“Into The Badlands” Episode Review “Snake Creeps Down”


Baron Quinn’s Second Wife Jade.

Into The Badlands Season 1, Episode 5: “Snake Creeps Down”
Original airdate December 13, 2015.


Quinn’s son Ryder tries to find out more about the mysterious city beyond the Badlands that M.K. is from and seeks out his mother’s father for information. Quinn’s brain tumor gets worse, and since he’s lost his Cog workers, he has his warrior Clippers work the field to bring in the crop. M.K. and Sunny go out on an expedition to search for more about The Widow’s whereabouts, and one of her warriors Tilda comes to warn M.K. that The Widow suspects him to be the one with the mysterious powers she’s looking for. Tilda is captured, and The Widow comes to rescue her, but it’s M.K. who cuts himself to unleash the unknown power to save Tilda.

The Good

I like how The Widow is sort of playing out to be this crusader for a new society where Cogs and women are treated better and can live with more freedom and less fear of violence. It’s kind of cool how her secret agents keep showing up here and there as these femme fatale ninja assassins.

I’d have to say overall that the female characters are well done. Sunny’s love interest, Veil, is like this soothing beacon of intelligence and kindness. She’s kind of flat right now, but a pleasant presence whenever she comes on screen.

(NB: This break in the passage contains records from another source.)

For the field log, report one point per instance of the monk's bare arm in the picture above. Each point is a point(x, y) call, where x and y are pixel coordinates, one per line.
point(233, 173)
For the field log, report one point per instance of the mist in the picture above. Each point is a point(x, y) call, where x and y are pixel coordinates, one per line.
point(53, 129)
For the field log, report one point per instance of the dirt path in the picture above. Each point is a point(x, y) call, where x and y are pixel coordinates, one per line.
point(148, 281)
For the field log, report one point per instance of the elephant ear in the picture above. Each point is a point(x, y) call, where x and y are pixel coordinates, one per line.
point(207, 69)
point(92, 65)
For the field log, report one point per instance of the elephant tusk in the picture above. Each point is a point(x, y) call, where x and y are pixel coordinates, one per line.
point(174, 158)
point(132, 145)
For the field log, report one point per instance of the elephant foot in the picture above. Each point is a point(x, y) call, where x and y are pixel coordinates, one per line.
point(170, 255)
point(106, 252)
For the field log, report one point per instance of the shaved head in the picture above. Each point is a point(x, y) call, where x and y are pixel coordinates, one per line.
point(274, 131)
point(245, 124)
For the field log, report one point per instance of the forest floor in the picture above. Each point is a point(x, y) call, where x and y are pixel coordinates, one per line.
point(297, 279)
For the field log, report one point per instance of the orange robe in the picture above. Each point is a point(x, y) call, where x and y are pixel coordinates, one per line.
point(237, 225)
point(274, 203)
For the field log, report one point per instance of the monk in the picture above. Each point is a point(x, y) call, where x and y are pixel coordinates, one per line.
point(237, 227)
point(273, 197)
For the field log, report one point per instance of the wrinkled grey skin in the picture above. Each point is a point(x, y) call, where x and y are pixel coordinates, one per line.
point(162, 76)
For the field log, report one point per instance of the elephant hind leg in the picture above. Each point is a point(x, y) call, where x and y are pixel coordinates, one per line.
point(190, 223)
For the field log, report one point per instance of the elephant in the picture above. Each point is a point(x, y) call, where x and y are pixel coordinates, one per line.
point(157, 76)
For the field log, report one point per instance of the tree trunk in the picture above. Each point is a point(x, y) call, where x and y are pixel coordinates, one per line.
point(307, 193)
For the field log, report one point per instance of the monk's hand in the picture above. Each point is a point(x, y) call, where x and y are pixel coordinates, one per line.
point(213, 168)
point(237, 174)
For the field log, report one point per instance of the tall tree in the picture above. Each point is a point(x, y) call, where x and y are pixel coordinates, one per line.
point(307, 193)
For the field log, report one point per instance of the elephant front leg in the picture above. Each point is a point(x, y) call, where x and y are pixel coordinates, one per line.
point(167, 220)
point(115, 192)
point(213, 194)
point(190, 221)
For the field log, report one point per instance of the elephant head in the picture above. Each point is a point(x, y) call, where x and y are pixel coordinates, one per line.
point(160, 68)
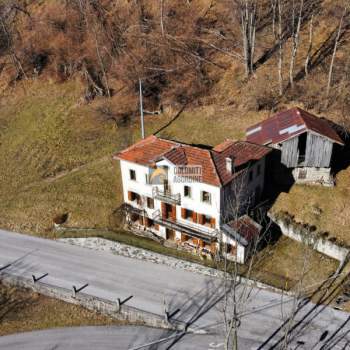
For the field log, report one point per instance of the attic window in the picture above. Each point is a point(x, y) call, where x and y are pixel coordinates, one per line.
point(206, 197)
point(132, 174)
point(250, 176)
point(187, 191)
point(258, 170)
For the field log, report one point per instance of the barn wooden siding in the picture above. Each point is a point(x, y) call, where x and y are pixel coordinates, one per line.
point(318, 152)
point(290, 153)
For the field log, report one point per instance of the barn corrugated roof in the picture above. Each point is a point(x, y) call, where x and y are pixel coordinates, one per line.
point(287, 124)
point(213, 161)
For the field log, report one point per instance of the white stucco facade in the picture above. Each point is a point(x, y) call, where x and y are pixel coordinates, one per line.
point(136, 179)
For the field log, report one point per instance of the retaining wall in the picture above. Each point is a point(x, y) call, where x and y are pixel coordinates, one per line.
point(104, 306)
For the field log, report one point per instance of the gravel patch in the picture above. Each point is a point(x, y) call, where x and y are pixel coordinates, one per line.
point(101, 244)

Of course, there’s The Widow and her crew of assassin girls, including Tilda, who seems to be M.K.’s love interest match or possible just potential BFF.

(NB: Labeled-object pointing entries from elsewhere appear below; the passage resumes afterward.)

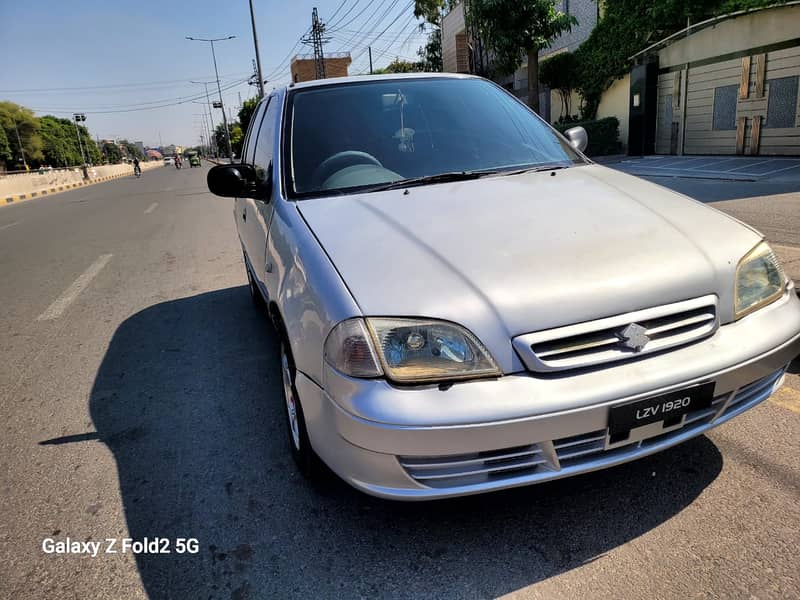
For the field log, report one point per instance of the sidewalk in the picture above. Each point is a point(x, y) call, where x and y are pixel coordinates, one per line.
point(724, 168)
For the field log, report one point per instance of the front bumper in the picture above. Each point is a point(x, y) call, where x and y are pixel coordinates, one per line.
point(431, 442)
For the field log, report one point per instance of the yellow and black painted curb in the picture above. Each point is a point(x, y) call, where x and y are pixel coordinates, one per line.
point(61, 188)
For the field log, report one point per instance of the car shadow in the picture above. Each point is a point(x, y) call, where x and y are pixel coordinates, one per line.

Then, there’s the the Baron Quinn’s two wives. His first wife Lydia may possibly be my favorite character. She’s downright vicious and the embodiment of the hell hath no fury. His second wife Jade, who is actually in love with Ryder, is an able woman, but still on the naive side. I almost wonder if Quinn takes second wives just to rile up the monster in his first wife because he likes that part of her, but that’s probably just wistful thinking on my part.

The Not So Good

Maybe it’s just past my time to enjoy kung fu movies the way I used to. I continue to see a lot of throwbacks in this show to the old wu xia films of old or semi-old, and some of it seems rather nostalgic. I find myself having to will myself to pay attention when the fights come on now, which is not just true for this show but most action on screen these days (unless it’s combat sports of course, where I can’t blink for fear of missing something).

Faded nostalgia aside, though, I still think there is a lack of real force and physics in the fight scenes. I don’t really feel a sense of danger.

M.K.’s powers seem to be more than just “beast mode”, as he uses some sort of qi blast to save his girl Tilda. This can “excuse” some of the whole flighty dancy aspects of the martial arts, but it’s too little too late. I’m already lost on the action part of it all. I think this more magical part of it needed to be established a bit earlier. I know it’s like a mystery and what not, but I think it could have been built into the training scenes, with some discussion of like harnessing the energy of the life force for combat. It was just help sell the whole flying out of the balcony and then flying back in a la Superman bits going on.

Sunny’s still kind of just standing there, the great man of inaction. I thought things were really going forward with him since he went to see the river guy last episode, but nope, he’s still just hanging around.

Luckily, I have the wife on wife violence to entertain me in the meantime.


Still lacks a heavy punch in all the martial arts action, but at least some characters are coming around nicely and the world is still adequately interesting enough.